Senate leaders have added the Taylor Force Act to the omnibus spending bill after two Democratic senators blocked an effort to pass it as a stand-alone bill. The measure would cut off U.S. aid to the Palestinian Authority as punishment for its practice of paying salaries and benefits to terrorists and their families, including those who have murdered Americans.

The Taylor Force Act boasts strong bipartisan support, prompting Senate leadership a few weeks ago to hotline the bill, which would set it up to pass by unanimous consent, a parliamentary procedure that expedites passage of noncontroversial legislation. If no senator objects to the move, the measure is passed without the need for a floor vote.

But the Taylor Force Act was blocked after Democratic senators Patrick Leahy of Vermont and Dianne Feinstein of California rejected the hotline, killing the unanimous consent process and forcing the bill to undergo the Senate's lengthy cloture process, several sources told the Washington Free Beacon. Neither Leahy nor Feinstein have publicly opposed the bill.

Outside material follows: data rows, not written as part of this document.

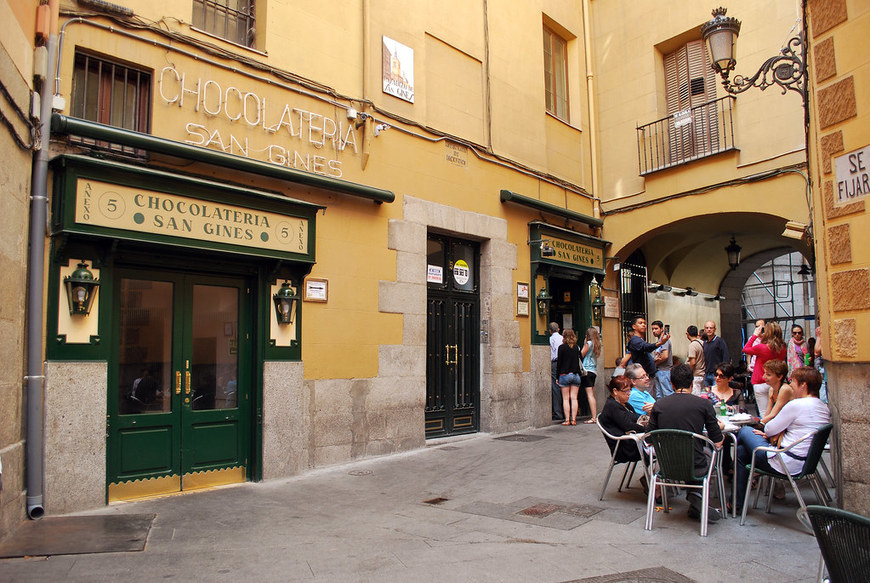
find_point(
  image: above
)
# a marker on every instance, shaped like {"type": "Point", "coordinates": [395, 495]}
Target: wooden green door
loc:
{"type": "Point", "coordinates": [179, 384]}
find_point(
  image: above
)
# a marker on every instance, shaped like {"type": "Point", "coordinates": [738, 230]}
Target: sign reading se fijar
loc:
{"type": "Point", "coordinates": [131, 209]}
{"type": "Point", "coordinates": [853, 175]}
{"type": "Point", "coordinates": [577, 253]}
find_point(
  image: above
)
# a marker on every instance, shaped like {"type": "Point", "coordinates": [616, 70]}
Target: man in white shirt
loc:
{"type": "Point", "coordinates": [803, 414]}
{"type": "Point", "coordinates": [555, 342]}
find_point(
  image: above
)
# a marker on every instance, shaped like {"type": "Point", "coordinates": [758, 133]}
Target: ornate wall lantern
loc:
{"type": "Point", "coordinates": [285, 304]}
{"type": "Point", "coordinates": [543, 300]}
{"type": "Point", "coordinates": [787, 70]}
{"type": "Point", "coordinates": [81, 290]}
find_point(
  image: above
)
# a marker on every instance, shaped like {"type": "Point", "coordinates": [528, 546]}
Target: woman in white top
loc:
{"type": "Point", "coordinates": [590, 352]}
{"type": "Point", "coordinates": [800, 416]}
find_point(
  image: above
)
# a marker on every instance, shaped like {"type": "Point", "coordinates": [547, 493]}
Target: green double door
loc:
{"type": "Point", "coordinates": [180, 383]}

A spokesman for Sen. Leahy, David Carle, did not deny that the senator objected to unanimous consent, claiming that Leahy "sought an opportunity to refine the bill ... and there was no opportunity to debate or offer amendments." When asked whether Sen. Leahy had sought to refine the bill or offer amendments at any point during the six months from February 2017, when it was introduced, to August 2017, when it was debated and then passed out of the Senate Foreign Relations Committee, Mr. Carle suggested that Sen. Leahy was unable to.

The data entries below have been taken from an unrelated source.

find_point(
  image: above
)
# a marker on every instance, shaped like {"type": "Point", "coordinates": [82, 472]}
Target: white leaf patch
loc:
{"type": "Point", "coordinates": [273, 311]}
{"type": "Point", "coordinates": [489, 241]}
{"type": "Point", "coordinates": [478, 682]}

"He's not on SFRC," Carle said in an emailed response. "He sought the opportunity to discuss refinements, which is the regular process in the Senate."

Sen. Feinstein's office did not respond to a Free Beacon request for comment.

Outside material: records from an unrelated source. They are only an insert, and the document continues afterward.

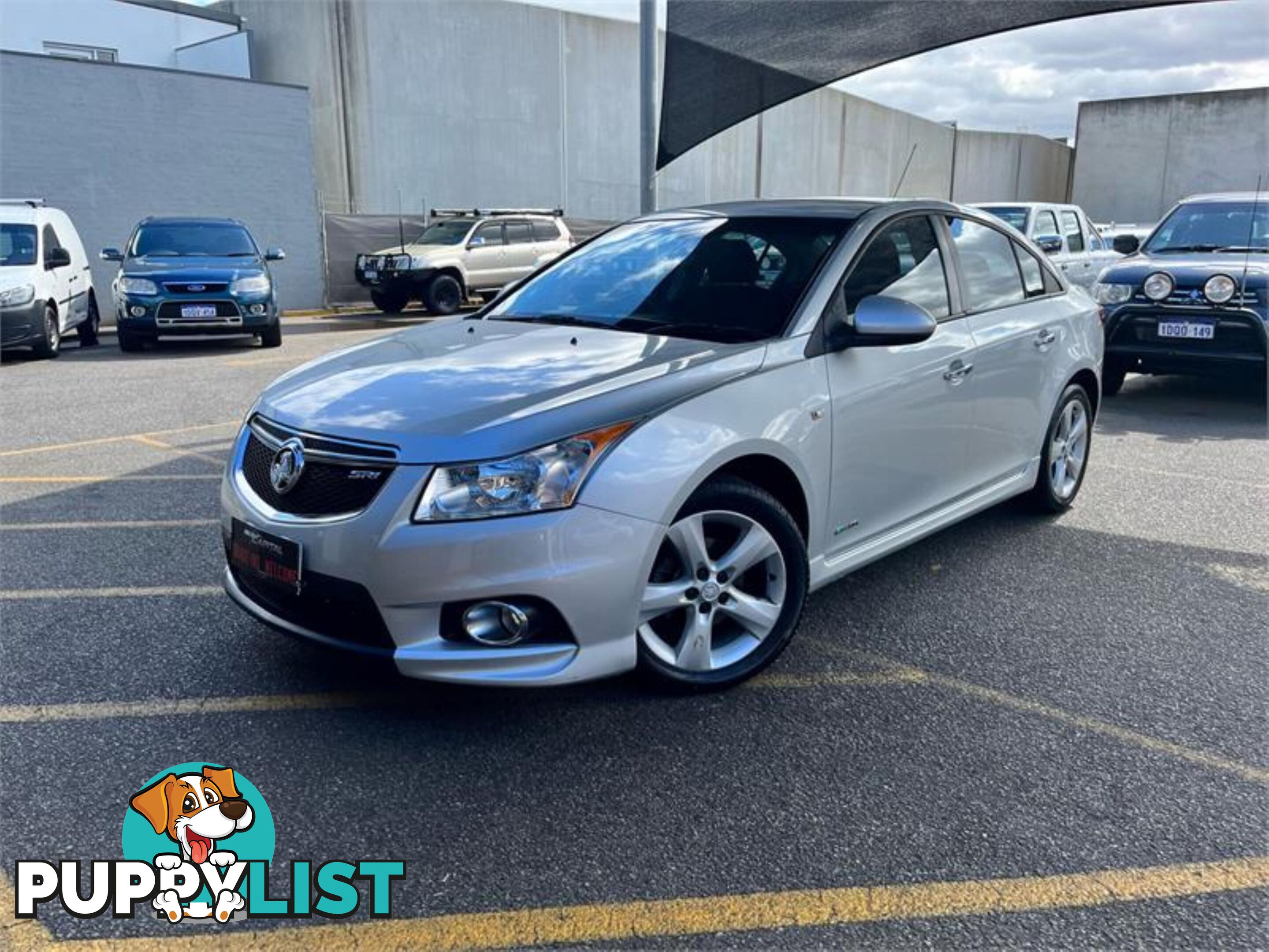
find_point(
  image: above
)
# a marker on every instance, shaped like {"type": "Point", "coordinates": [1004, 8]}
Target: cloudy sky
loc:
{"type": "Point", "coordinates": [1031, 80]}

The objections by Leahy and Feinstein compelled leadership to tack the measure onto the Senate's $1.3 trillion spending package to avoid further delays. Congress has until midnight Friday to approve the appropriations measure in order to avert a government shutdown.

The Taylor Force Act would halt American funding to the Palestinian Authority until it ends its "pay to slay" policy, which distributes $300 million to terrorists and their families annually.

The bill sailed through the House in December, but stalled in the Senate after Republican members demanded the removal of a sunset provision requiring Congress to renew the measure in 2024. The Senate version, introduced last year by Sen. Lindsey Graham (R., S.C.), also precluded exemptions for vaccinations for children and wastewater projects.

Senate Minority Leader Chuck Schumer pledged in February to do "everything" possible to pass the measure, but Democrats on the House Foreign Affairs Committee, led by Rep. Eliot Engel (D., N.Y.), demanded the joint bill include a $37 million exemption for waste water treatment funding and an exemption for vaccination programs. The bill already exempted from cuts all aid that was deemed to not "directly benefit" the Palestinian Authority.

Senate and House negotiators reached a compromise Tuesday evening, which removed the sunset provision, placed a $500,000 cap on vaccination programs, and placed a $5 million cap on wastewater funding, a significant reduction from last year’s $36 million in wastewater funding.

"After over two years of very hard work, we are on the verge of having the Taylor Force Act become law," Graham said in a statement Wednesday night. "This was truly a bipartisan effort and I appreciate Senator Mitch McConnell, Senate Foreign Relations Committee Chairman Bob Corker, Senator Chuck Schumer, House Speaker Paul Ryan, Chairman and Ranking Member of the House Committee on Foreign Affairs Ed Royce and Eliot Engel, and many others for helping push it across the finish line."

The measure is named in honor of U.S. Army veteran Taylor Force, who was stabbed to death by a Palestinian terrorist last year while on a Vanderbilt University tour in Tel Aviv.